New Delhi, Sept 30 (KMS): Although India claims to have made ‘impressive gains’ in economic and human development in recent decades and has transitioned from being a food-deficit nation to a self-sufficient food-producing country in the last 30 years. However, high levels of maternal and child under nutrition continue to plague the country.
Arjan De Wagt, Head, Nutrition, UNICEF India in an interview to Indian media said that large-scale surveys like the Comprehensive National Nutrition Survey (CNNS) and National Family Health Survey-4 (NFHS) show that about one-third of children under five years of age in India are stunted, a third of them are underweight and almost two out of ten children are nutritionally wasted; many of these children suffer from multiple anthropometric deficits. The CNNS also highlight the emerging problems of overweight, obesity and micro-nutrient deficiencies.
Arjan De Wagt said the government has put in place several programmes to address the triple burden of malnutrition however, with the spectre of COVID-19, there is a heightened risk of increasing malnutrition and parts of progress made in the past may get undone, he added.
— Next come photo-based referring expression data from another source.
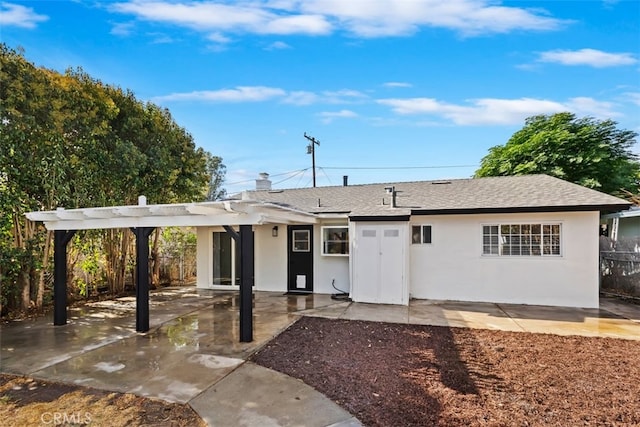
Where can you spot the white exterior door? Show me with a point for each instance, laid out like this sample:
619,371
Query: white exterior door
379,264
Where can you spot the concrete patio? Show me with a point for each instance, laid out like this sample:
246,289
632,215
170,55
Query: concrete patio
192,353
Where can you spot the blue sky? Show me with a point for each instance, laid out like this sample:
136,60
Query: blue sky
394,90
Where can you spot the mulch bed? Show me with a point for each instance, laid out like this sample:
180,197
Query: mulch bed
413,375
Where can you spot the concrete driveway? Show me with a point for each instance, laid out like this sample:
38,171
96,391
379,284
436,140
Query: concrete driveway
192,353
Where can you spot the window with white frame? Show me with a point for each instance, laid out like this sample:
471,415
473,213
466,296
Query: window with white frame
335,241
421,234
521,239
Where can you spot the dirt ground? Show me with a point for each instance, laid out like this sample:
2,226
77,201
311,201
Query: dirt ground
413,375
29,402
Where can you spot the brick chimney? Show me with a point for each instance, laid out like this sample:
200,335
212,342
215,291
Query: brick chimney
263,182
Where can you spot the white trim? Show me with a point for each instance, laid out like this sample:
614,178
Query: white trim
179,214
542,255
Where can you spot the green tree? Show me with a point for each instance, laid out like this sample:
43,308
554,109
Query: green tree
216,171
593,153
68,140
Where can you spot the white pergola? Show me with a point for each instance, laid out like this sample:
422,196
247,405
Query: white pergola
142,219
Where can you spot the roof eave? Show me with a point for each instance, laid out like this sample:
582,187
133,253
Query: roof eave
522,209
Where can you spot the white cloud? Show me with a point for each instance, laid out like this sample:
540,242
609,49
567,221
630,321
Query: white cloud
590,107
301,97
397,84
343,96
218,38
238,94
589,57
492,111
633,97
329,116
211,15
122,29
398,17
277,46
380,18
19,16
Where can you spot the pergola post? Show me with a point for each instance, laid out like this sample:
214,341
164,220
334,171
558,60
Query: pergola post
245,240
142,277
246,283
60,240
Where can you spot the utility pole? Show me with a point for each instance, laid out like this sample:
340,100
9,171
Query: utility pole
311,149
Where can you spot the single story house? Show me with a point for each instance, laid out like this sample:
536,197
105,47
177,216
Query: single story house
521,239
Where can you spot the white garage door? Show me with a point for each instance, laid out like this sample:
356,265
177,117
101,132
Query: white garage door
379,264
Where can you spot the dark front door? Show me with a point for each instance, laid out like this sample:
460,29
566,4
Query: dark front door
300,249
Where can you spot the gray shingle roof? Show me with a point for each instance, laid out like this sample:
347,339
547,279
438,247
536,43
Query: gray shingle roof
529,192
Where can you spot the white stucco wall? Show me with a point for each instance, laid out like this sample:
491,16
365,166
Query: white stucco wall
204,278
453,267
270,258
328,268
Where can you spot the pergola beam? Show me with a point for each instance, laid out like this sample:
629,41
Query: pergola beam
60,240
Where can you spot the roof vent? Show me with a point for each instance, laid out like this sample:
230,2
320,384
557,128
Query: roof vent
263,182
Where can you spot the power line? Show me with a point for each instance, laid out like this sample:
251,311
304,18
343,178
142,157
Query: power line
397,167
295,172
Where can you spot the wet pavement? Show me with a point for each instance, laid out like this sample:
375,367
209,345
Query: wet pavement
192,353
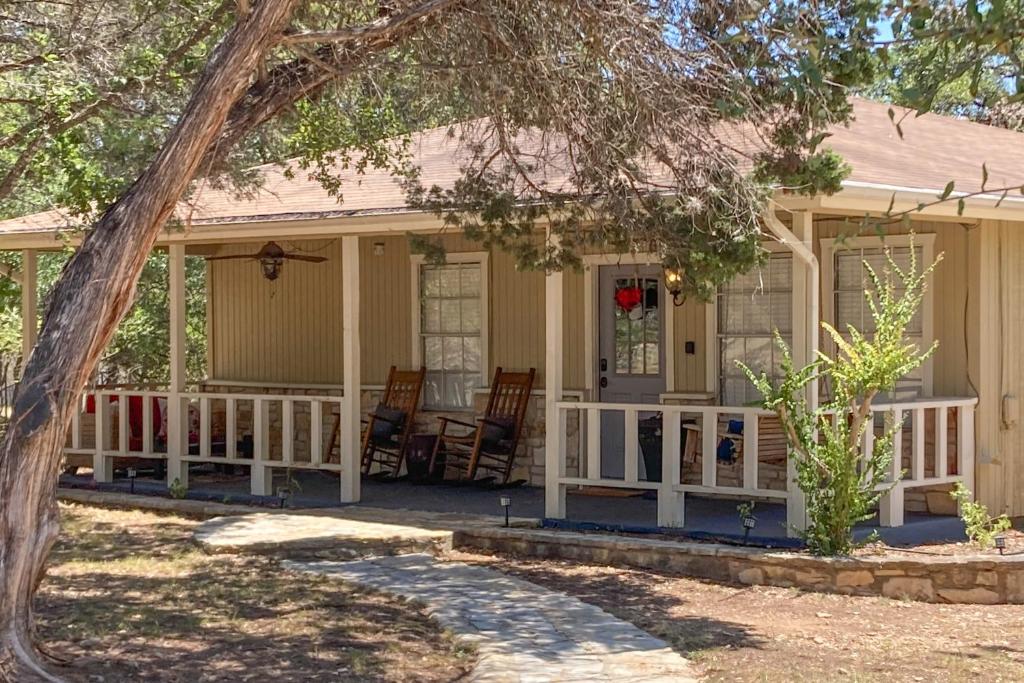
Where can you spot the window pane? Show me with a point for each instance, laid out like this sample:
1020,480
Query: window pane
759,353
431,283
470,281
451,315
471,315
431,315
432,388
453,352
471,348
451,325
455,391
432,352
450,282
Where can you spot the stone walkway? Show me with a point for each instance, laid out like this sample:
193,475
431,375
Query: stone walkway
521,631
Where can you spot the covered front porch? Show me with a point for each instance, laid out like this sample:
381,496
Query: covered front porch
682,455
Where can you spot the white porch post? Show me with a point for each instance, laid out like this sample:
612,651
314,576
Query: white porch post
806,295
30,305
350,407
554,422
177,442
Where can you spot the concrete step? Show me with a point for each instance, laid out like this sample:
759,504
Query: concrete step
315,536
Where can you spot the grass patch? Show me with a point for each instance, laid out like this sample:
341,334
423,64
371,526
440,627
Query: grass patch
129,597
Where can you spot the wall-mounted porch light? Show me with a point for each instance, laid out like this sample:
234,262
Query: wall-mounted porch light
270,263
674,283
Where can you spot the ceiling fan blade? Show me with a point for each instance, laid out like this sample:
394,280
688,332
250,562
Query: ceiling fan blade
302,257
224,258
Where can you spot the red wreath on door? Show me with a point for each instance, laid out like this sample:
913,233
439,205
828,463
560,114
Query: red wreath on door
628,298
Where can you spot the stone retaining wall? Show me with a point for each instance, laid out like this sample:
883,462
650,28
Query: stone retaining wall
983,580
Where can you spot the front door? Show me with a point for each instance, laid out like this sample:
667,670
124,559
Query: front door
631,350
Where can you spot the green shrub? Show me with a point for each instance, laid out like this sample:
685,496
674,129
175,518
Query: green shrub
177,489
842,485
980,526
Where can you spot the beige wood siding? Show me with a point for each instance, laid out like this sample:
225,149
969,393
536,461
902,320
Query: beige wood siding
996,337
283,331
289,331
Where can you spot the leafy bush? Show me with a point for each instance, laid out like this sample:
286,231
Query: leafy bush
980,526
841,484
177,489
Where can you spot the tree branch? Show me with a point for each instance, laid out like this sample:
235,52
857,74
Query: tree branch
378,29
“Broadly, we know that the impact of COVID-19 has adversely affected access to livelihoods. The containment measures to prevent the spread of the virus threatened livelihoods, resulted in price hikes due to reduced production of goods and services, and in disruption in supply chains for many families,” Arjan De Wagt added.
He said prior to COVID-19, Poshan Abhiyan had a strong potential to significantly reduce child malnutrition in India by 2030. However, the onslaught of COVID-19 risks are significantly reducing this potential progress that Poshan Abhiyan could have yielded by 2030, unless nutrition gets back on track again among the top priorities in leadership, financing, and service delivery at all levels, from Central and State governments down to the communities., he added.